This flattering but perhaps incautious claim was made in the catalogue when the picture was exhibited at the Fine Art Society in 1901. It was a survey exhibition entitled The Watercolour-Colour Art of the Nineteenth Century by One Hundred Artists. Not surprisingly, such an important example of Walker's art was often requested for exhibitions at this date. In 1885, ten years after his premature death from consumption at the age of thirty-five, it appeared in a show of his watercolours at Robert Dunthorne's Rembrandt Gallery, and in 1891 it was included in one of the loan exhibitions organised in Whitechapel by Canon Samuel Barnett, the enterprising Warden of Toynbee Hall, for the benefit of the poverty-stricken East End. A few months later again it was among a group of Walker's watercolours that the Royal Academy showed in a winter exhibition to help illustrate 'the progress of the art of watercolour in England'. For this exhibition, in which Wayfarers (lot. 14) was also included, the picture was mysteriously re-named The Vale of Rest, presumably by some absent-minded cataloguer who was thinking of Millais' well-known picture of this title (Tate Gallery). As we have seen, he was not the first to make this mistake. The critic who had reviewed the picture in the Times in 1873 had opted for a half-way solution, The Haven of Rest.
The generous lender to all these exhibitions was Humphrey Roberts, a figure of whom at present we know all too little. The fact that he was lending to exhibitions at Whitechapel and the Royal Academy suggests that he was well known to the art establishment, but research has yet to show what else he actually owned, apart from two Rossettis (Surtees 100, 169).
Our ignorance with regard to Roberts is due partly to the fact that he seems to have had no sale. However, our watercolour must have changed hands within a few years of its appearance at the Fine Art Society since by March 1908 it was being sold at Christie's as part of the collection of R. E. Tatham. Now deceased, Tatham had had a fine collection of British paintings and watercolours at his house in York Street, Marylebone.
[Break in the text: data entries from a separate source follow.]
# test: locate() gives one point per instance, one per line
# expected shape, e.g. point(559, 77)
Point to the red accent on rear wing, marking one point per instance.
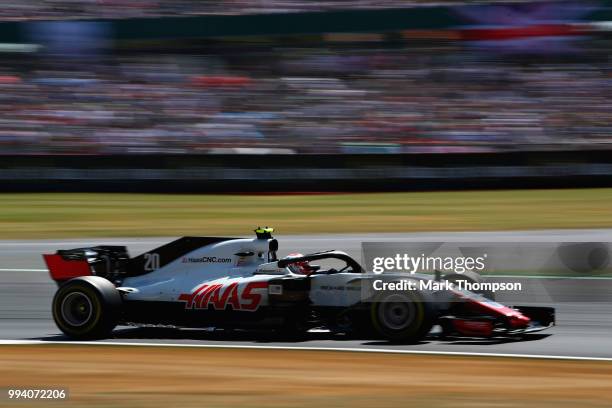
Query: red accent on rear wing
point(61, 269)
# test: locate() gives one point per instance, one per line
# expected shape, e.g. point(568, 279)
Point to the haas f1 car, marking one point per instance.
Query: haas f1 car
point(231, 283)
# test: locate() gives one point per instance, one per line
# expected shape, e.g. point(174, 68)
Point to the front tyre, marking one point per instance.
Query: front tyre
point(87, 308)
point(402, 317)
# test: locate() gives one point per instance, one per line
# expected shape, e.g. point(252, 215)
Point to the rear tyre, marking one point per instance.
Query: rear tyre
point(87, 308)
point(405, 317)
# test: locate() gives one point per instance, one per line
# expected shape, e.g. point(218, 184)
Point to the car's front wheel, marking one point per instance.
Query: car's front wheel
point(87, 307)
point(402, 317)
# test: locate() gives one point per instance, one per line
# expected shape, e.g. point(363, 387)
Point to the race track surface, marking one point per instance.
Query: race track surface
point(584, 306)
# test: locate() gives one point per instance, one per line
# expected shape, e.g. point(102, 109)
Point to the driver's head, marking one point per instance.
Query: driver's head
point(300, 268)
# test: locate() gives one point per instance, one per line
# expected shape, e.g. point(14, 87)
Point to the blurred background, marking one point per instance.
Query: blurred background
point(197, 93)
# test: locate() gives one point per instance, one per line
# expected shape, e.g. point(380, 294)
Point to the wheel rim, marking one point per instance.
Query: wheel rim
point(76, 309)
point(396, 314)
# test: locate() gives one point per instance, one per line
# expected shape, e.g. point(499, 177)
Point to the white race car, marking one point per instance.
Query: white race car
point(230, 283)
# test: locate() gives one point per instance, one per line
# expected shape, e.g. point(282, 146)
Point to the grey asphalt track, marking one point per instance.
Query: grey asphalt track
point(584, 306)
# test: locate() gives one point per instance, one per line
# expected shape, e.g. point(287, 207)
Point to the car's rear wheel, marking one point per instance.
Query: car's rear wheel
point(404, 317)
point(87, 307)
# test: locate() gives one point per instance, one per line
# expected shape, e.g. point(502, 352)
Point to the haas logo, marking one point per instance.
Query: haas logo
point(221, 296)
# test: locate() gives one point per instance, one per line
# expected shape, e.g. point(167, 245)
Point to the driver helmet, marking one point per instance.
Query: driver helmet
point(300, 268)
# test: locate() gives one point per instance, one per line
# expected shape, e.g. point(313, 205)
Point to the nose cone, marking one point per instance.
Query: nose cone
point(518, 320)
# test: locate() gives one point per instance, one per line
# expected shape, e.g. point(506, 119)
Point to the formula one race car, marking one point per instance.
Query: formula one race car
point(231, 283)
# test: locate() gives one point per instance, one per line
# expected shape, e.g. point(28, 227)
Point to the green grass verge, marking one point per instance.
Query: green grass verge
point(119, 215)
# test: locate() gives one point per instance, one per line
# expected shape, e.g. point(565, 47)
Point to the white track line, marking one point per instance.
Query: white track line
point(360, 350)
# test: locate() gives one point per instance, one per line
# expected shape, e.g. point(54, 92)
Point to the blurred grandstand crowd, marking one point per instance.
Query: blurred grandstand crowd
point(62, 9)
point(306, 100)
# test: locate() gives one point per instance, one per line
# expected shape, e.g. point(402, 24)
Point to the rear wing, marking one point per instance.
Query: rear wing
point(110, 262)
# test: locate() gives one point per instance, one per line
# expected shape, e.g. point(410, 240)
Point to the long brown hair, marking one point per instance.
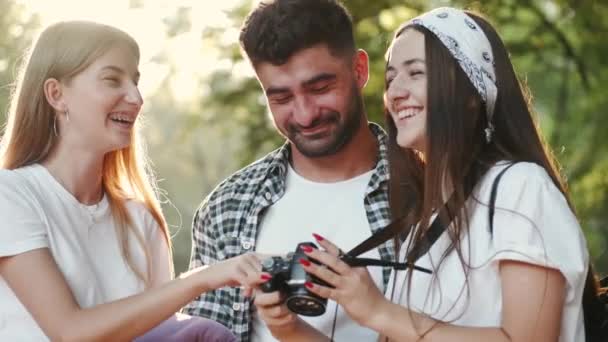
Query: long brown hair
point(457, 153)
point(62, 51)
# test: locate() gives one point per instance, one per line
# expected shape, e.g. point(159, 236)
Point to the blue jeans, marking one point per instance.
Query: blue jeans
point(187, 328)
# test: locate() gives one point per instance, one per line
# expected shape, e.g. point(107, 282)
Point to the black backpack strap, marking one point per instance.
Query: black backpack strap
point(493, 197)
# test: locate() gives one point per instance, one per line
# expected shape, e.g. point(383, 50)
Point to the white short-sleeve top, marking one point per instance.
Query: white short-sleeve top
point(532, 223)
point(38, 212)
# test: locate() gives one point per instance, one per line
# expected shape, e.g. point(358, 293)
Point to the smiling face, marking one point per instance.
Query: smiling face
point(315, 99)
point(103, 102)
point(406, 94)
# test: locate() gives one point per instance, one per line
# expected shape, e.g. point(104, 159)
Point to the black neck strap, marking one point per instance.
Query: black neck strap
point(440, 223)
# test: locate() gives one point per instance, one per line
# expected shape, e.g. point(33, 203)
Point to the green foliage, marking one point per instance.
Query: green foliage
point(558, 50)
point(16, 30)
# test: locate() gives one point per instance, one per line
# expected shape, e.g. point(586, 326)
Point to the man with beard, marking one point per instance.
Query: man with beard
point(328, 180)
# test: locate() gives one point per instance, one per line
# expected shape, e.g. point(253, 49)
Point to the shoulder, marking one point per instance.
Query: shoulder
point(16, 184)
point(518, 177)
point(243, 184)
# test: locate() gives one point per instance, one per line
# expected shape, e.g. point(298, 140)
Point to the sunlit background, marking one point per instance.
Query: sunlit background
point(205, 115)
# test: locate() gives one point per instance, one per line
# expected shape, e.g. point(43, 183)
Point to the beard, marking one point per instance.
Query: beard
point(341, 132)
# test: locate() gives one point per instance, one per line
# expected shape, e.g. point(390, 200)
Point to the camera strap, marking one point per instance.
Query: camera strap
point(440, 223)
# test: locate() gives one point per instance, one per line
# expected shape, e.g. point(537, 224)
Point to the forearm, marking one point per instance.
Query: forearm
point(400, 324)
point(125, 319)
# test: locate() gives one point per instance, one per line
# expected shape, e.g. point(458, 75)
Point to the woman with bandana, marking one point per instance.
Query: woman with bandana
point(512, 263)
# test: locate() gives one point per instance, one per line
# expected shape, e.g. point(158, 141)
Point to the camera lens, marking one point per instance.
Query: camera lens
point(306, 305)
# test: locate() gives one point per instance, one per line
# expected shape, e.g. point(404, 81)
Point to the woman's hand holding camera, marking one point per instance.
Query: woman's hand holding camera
point(353, 287)
point(244, 270)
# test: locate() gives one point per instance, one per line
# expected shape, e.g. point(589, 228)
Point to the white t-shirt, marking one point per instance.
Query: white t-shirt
point(532, 224)
point(37, 212)
point(335, 211)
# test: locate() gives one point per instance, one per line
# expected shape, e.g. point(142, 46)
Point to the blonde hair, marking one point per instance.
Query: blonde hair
point(62, 51)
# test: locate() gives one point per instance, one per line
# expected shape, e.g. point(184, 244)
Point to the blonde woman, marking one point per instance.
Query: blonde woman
point(84, 249)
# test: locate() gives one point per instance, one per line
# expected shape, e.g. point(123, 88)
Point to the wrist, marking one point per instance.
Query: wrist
point(199, 279)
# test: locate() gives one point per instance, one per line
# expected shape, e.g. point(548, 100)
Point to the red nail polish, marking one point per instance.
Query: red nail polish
point(304, 262)
point(306, 249)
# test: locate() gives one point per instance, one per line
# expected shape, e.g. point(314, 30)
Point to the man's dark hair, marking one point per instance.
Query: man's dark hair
point(276, 29)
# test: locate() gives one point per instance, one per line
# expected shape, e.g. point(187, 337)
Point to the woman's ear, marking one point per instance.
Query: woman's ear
point(53, 92)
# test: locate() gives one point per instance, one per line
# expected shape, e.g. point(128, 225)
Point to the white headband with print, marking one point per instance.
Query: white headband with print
point(469, 45)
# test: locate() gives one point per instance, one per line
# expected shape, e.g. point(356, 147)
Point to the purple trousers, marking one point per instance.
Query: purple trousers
point(187, 328)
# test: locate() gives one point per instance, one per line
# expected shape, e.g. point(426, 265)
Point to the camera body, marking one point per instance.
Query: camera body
point(289, 277)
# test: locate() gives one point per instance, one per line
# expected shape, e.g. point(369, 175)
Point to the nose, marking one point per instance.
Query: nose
point(133, 96)
point(305, 112)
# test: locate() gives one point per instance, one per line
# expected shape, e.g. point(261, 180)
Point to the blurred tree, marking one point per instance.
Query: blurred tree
point(557, 48)
point(16, 31)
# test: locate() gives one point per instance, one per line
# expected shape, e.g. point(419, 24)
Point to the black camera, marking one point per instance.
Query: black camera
point(289, 277)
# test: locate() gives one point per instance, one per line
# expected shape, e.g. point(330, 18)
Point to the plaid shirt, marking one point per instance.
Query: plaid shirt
point(226, 223)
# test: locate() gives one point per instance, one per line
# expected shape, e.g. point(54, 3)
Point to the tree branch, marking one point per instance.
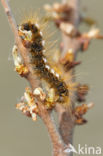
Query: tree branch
point(44, 114)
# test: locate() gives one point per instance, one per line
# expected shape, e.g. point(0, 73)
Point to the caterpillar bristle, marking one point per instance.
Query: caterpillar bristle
point(32, 35)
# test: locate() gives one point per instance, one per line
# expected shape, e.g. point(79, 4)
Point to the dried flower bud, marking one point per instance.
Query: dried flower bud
point(68, 29)
point(80, 111)
point(39, 92)
point(82, 90)
point(94, 33)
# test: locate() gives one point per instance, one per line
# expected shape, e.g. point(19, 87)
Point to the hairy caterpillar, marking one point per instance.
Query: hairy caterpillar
point(32, 38)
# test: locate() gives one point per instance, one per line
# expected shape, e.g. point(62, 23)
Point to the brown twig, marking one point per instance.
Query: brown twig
point(66, 121)
point(44, 114)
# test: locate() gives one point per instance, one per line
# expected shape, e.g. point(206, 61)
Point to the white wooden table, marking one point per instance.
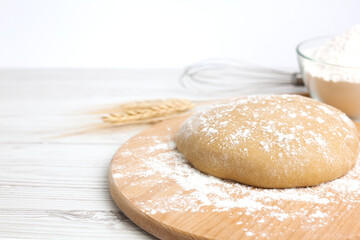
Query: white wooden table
point(55, 187)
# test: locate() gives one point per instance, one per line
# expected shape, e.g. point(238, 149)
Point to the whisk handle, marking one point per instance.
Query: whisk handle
point(296, 79)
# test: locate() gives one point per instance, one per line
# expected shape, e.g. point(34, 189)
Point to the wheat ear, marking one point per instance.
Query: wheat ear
point(148, 111)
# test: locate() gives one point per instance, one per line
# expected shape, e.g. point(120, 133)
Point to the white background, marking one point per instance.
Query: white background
point(156, 34)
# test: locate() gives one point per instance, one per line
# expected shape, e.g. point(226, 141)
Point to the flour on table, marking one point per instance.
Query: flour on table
point(161, 165)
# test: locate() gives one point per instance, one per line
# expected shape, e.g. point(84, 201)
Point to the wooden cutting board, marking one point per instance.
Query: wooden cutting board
point(160, 192)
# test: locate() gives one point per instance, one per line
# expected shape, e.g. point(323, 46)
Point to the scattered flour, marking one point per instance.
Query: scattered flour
point(185, 189)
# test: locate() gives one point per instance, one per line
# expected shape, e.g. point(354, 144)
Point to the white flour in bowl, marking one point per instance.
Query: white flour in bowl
point(334, 76)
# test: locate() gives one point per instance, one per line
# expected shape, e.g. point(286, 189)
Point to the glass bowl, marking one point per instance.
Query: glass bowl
point(332, 84)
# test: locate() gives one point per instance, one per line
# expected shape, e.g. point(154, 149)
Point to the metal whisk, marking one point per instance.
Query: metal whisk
point(224, 76)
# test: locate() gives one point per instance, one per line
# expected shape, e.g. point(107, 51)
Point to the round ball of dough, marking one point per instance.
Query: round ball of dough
point(270, 141)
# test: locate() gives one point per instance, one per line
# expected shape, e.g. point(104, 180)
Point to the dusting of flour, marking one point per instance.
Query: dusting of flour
point(185, 189)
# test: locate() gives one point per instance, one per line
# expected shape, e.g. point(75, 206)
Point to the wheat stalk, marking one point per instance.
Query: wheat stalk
point(148, 111)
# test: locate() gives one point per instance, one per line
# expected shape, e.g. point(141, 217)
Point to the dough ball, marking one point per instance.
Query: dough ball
point(270, 141)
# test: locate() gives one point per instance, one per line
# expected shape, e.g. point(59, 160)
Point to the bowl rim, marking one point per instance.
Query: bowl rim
point(303, 55)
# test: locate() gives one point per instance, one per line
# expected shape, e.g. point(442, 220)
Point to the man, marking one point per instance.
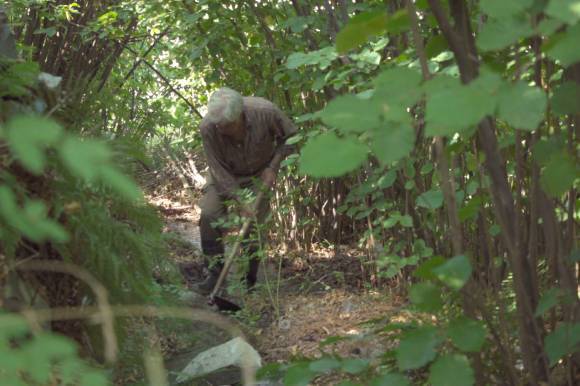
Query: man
point(244, 139)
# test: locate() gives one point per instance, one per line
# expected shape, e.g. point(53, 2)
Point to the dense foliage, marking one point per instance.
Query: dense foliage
point(439, 136)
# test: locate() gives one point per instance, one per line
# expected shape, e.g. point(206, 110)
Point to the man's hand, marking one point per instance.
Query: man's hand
point(268, 177)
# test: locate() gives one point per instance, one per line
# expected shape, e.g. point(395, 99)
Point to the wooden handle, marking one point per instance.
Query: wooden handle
point(236, 249)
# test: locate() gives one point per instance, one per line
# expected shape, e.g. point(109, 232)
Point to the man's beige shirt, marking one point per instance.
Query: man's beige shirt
point(267, 128)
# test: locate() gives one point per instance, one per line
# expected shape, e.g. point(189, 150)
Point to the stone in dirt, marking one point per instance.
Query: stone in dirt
point(236, 352)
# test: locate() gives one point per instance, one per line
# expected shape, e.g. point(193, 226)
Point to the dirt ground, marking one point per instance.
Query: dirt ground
point(303, 299)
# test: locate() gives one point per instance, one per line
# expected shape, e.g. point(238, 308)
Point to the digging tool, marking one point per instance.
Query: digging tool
point(220, 302)
point(214, 299)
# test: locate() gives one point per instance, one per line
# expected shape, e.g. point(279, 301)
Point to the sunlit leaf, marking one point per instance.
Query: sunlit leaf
point(549, 300)
point(467, 334)
point(298, 375)
point(502, 8)
point(566, 99)
point(564, 48)
point(432, 199)
point(565, 10)
point(559, 175)
point(121, 183)
point(426, 296)
point(354, 365)
point(417, 348)
point(455, 272)
point(350, 113)
point(391, 142)
point(497, 34)
point(324, 365)
point(522, 106)
point(28, 136)
point(564, 340)
point(85, 158)
point(320, 155)
point(390, 380)
point(359, 29)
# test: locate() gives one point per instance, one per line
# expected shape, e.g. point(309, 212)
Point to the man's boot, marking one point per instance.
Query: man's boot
point(253, 266)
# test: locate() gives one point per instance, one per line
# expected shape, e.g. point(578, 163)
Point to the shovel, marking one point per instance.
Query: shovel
point(213, 299)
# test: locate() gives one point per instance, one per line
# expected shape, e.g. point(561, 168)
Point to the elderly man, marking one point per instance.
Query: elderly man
point(244, 139)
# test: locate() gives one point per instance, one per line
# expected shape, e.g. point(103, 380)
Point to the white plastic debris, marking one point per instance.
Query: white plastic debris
point(50, 81)
point(236, 352)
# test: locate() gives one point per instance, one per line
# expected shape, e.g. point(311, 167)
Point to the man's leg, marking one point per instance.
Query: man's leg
point(212, 209)
point(252, 246)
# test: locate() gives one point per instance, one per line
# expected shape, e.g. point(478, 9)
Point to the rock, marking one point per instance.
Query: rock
point(232, 353)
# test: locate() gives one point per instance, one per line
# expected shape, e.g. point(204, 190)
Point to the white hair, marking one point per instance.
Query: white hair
point(224, 106)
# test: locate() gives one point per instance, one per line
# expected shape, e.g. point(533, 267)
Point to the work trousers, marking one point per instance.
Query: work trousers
point(213, 209)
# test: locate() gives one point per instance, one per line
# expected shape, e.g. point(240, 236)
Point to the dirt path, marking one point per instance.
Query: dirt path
point(314, 301)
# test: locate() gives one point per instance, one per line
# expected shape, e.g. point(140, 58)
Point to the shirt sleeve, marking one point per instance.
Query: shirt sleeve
point(224, 180)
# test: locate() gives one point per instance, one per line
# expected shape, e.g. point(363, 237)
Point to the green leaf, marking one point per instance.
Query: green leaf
point(94, 378)
point(53, 346)
point(502, 8)
point(298, 375)
point(432, 199)
point(455, 272)
point(436, 45)
point(498, 34)
point(406, 221)
point(548, 300)
point(545, 149)
point(559, 175)
point(390, 380)
point(417, 348)
point(451, 370)
point(565, 10)
point(28, 136)
point(574, 256)
point(85, 158)
point(398, 86)
point(359, 29)
point(566, 99)
point(425, 270)
point(330, 156)
point(426, 296)
point(471, 209)
point(522, 106)
point(564, 46)
point(354, 365)
point(387, 180)
point(392, 142)
point(121, 183)
point(11, 326)
point(467, 334)
point(548, 26)
point(350, 113)
point(398, 22)
point(564, 340)
point(324, 365)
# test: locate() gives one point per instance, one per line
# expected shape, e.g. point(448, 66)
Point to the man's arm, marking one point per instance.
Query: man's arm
point(223, 179)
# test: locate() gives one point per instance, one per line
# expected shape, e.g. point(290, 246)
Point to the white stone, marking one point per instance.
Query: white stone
point(236, 352)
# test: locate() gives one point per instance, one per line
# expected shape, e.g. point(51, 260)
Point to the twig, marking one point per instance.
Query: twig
point(168, 83)
point(101, 294)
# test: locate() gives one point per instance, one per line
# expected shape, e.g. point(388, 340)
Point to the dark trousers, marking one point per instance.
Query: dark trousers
point(213, 208)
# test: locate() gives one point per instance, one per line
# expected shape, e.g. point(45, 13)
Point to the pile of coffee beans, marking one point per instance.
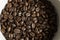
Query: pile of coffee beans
point(28, 20)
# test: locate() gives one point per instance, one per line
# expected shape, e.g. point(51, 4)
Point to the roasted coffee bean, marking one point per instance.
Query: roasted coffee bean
point(28, 20)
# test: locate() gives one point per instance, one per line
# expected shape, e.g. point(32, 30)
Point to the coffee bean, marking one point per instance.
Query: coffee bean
point(28, 20)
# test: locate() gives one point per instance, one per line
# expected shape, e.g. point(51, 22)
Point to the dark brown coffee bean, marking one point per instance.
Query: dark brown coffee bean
point(28, 20)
The forty-seven lots also included examples of Turner, Cox, Millais, Rossetti, Burne-Jones, Alma-Tadema and many others. There were five works by Fred Walker, four watercolours, including The Harbour of Refuge, and one important oil, The Old Gate of 1869 (Tate Gallery).
Studies for The Harbour of Refuge are in the Tate Gallery (2762) and the Lady Lever Art Gallery, Port Sunlight (Tatlock 4648). They may well be identifiable with the preliminary watercolour illustrated by Marks or two other studies that are mentioned by Phillips.